Our patient’s molecular testing of the tumor was positive for BAP1p.R385 and GNAQp.R183 (pathogenic), as well as monosomy 3 and isochromosome 8q (likely pathogenic). GNAQ gene mutations are most commonly seen in uveal melanomas (80%-90% of cases8). Similar to NRAS, these GNAQ gene mutations have shown sensitivity to MEK inhibitors. There are downstream signaling pathways through the mitogen-activated protein kinase pathway that regulate the expression of proliferative signals. However, several clinical trials have investigated monotherapy selumetinib (MEK inhibitor) compared with chemotherapy in uveal melanoma with no significant change in overall survival.8 Because there are limited data on the effectiveness of MEK inhibitors for PIMM and because the patient was treated with surgical resection and radiation, we chose not to use a MEK inhibitor as first-line treatment.

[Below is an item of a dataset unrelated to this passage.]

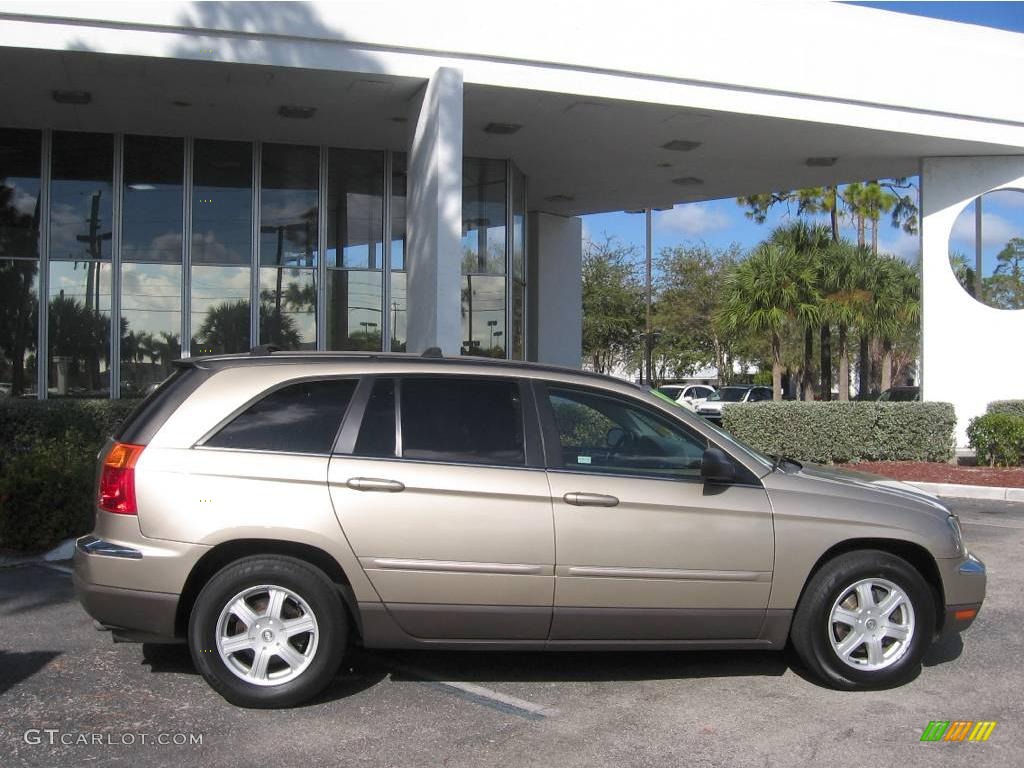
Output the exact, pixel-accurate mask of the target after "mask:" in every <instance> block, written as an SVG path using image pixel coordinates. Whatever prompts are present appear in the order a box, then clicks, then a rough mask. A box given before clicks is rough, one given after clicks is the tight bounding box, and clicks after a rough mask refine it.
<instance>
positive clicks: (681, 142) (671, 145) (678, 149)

This case report emphasizes the rarity of PIMM in pediatric patients, especially those aged <11 years, and the limited data available on effective treatments for PIMM. Gross total resection with or without radiation therapy has the best overall survival, although the prognosis remains poor. Moreover, this report has broader implications on the field of dermatology, as a key part of the multidisciplinary care management of these patients with regular total body skin examinations and frequent monitoring.

Conflicts of interest

None disclosed.

Footnotes

Funding sources: None.

Patient consent: The authors attest that they have obtained written consent from patient/s, their legal guardian/s or person/s with legal authority, for their photographs and medical information to be published in print and online and with the understanding that this information may be publicly available. Patient consent forms were not provided to the journal but are retained by the authors to be made available upon request.

IRB approval status: Not applicable.